As data scientists work their magic on huge sets of apparently disparate information to unveil surprising insights in fields as varied as accounting and law enforcement, the process they follow is a mystery to most outside the field.
Your car insurance costs less if you pay your bill on time. That’s because insurance industry data scientists found that people that pay bills promptly are less likely to be in accidents. How did they even think to ask that question? How did they accumulate the accident data and compare it to the billing information to establish the correlation? What other revelations are buried in those numbers?
Still, it’s not the mysteries they unveil so much as that process itself that defines the field of data science.
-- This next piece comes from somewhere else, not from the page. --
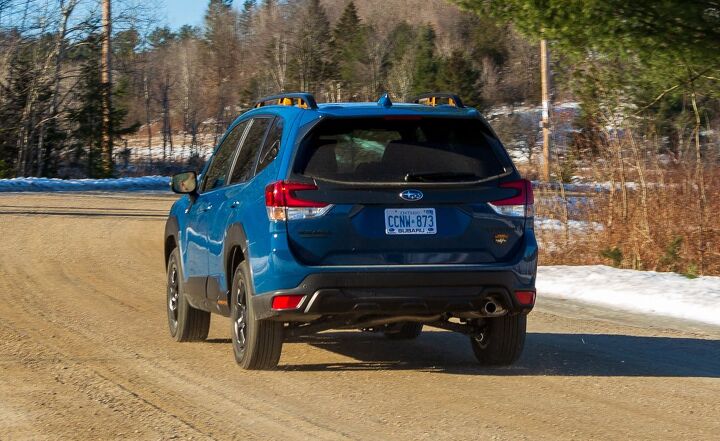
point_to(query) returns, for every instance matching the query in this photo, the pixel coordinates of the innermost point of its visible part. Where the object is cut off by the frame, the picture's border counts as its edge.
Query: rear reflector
(520, 205)
(525, 298)
(287, 301)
Honing the Process: How the Course Was Set Even Before We Were Buried in Data
Once upon a time, business and government turned to statisticians for answers when big numbers were involved. But large and complex datasets, representational reporting challenges, and data-driven inquiry all wrought changes that made “statistics” an outmoded description of what researchers were actually doing.
In 1997, University of Michigan statistics professor C.F. Jeff Wu went through the trouble of setting down what distinguished the modern practices that were evolving from traditional aspects of statistics.
In a talk he titled “Statistics = Data Science?” Wu both gave data science its name and outlined the basic process that describes the field today.
He identified three aspects to data science which differentiate it from pure statistics:
- Data Collection
- Data Modeling and Analysis
- Problem Solving and Decision Support
But while those three steps provide a high-level overview of what data scientists do on a daily basis, there’s still a lot of mystery when it comes to the details of the process.
The data science process is a recursive one; arriving at the end will take a good data scientist back to the beginning again to refine each of the steps based on the information they uncovered.
But each round begins with a question.
Step 1. Ask an Interesting Question
Whether it originates in the mind of the investigating data scientist or as a request from other parties, every inquiry starts as a question to be answered.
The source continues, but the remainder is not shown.